DELMENICO: anche le minori devono impegnarsi nelle iniziative sociali perché
esse non sono solo di carattere nazionale ma è possibile trovarle anche a livello locale
e non necessariamente con contenuti secondari.
JAVIDI: nella vita di tutti i giorni vengo a contatto, professionalmente e
personalmente, con numerose aziende e industrie che considerano la propria
responsabilità sociale come valore aggiunto ed elemento di differenziazione. Non mi
pare di avere colto in questi comportamenti alcun pattern legato alla dimensione delle
aziende in questione.
NARDINI: il concetti di marketing sociale e di azienda etica richiederebbero una
discussione approfondita che partisse dalla definizione degli stessi, forse non del tutto
chiara anche a molti operatori e sicuramente non chiara alla maggioranza dei
consumatori. Un punto di interesse per la discussione potrebbe essere se è lecito
utilizzare le etichette “sociale” e “etico” per registrare prestazioni reddituali superiori,
a prescindere dalla realtà e quindi manipolandola e seducendo i consumatori.

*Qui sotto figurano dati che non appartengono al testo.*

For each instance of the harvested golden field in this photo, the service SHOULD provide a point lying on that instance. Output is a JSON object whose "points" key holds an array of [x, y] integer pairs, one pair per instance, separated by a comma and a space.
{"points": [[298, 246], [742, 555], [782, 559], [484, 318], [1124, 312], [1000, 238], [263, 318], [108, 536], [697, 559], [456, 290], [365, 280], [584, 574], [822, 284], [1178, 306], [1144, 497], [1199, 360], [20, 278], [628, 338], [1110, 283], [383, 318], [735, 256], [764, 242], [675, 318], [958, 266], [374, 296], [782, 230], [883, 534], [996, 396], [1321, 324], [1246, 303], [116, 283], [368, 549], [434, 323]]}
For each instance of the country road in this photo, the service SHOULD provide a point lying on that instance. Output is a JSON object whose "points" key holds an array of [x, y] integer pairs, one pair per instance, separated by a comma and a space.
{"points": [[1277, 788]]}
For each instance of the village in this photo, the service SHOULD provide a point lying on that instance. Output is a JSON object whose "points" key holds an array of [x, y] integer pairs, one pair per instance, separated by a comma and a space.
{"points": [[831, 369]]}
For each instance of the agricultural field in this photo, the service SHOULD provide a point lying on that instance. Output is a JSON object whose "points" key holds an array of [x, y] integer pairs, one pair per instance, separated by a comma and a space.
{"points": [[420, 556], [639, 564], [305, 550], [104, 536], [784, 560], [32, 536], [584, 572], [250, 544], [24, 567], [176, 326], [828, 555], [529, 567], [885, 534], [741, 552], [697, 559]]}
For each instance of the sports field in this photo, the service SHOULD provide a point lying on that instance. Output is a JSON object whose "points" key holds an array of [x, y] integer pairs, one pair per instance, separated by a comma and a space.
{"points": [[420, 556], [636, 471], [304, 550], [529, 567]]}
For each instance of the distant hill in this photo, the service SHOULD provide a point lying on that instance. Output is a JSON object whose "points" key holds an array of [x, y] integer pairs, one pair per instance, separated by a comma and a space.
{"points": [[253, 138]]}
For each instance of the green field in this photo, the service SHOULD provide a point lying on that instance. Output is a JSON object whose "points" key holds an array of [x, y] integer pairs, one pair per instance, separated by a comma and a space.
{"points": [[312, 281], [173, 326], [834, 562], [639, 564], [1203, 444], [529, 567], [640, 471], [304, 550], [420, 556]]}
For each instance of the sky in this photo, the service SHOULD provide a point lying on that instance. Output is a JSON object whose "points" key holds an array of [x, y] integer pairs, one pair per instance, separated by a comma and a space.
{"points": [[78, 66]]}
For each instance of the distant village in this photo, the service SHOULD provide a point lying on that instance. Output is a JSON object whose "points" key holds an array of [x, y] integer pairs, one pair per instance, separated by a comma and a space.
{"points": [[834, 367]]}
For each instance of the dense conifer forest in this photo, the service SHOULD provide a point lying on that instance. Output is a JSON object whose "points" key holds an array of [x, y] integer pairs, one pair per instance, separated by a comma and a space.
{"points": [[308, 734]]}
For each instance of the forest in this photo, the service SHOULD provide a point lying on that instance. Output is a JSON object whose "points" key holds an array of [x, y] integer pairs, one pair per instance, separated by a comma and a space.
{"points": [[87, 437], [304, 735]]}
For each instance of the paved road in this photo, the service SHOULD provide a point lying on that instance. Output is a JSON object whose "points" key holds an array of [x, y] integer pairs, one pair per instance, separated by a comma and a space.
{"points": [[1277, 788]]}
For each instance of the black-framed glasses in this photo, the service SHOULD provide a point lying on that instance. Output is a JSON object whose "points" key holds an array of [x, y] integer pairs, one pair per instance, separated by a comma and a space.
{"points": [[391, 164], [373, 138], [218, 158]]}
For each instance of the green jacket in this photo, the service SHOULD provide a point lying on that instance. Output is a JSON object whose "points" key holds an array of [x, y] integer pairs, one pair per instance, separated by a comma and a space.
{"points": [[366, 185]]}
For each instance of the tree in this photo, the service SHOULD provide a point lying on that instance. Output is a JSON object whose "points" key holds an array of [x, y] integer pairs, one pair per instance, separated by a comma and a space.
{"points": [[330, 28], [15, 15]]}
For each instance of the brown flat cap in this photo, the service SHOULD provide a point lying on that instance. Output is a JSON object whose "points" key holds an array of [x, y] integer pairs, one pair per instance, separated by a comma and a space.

SANTAMBROGIO: la responsabilità sociale è un’opportunità e, finanche, un dovere
per tutte le aziende, indipendentemente dalle dimensioni. Si tratta di un modus agendi
e pensandi che può avere molteplici declinazioni - di prodotto, di processo, interne
all’organizzazione o esterne, afferenti alle condizioni di lavoro così come a tematiche
ambientali, ecc. -, tanti quanti sono gli stakeholder con cui l’azienda, a vario titolo, si
interfaccia.
Rappresenta, in ultima analisi, l’esito di un percorso di accumulazione di conoscenza e
competenze e di acquisizione di sensibilità che coinvolge tutta l’organizzazione
aziendale e richiede una forte partecipazione, dal top management alla base.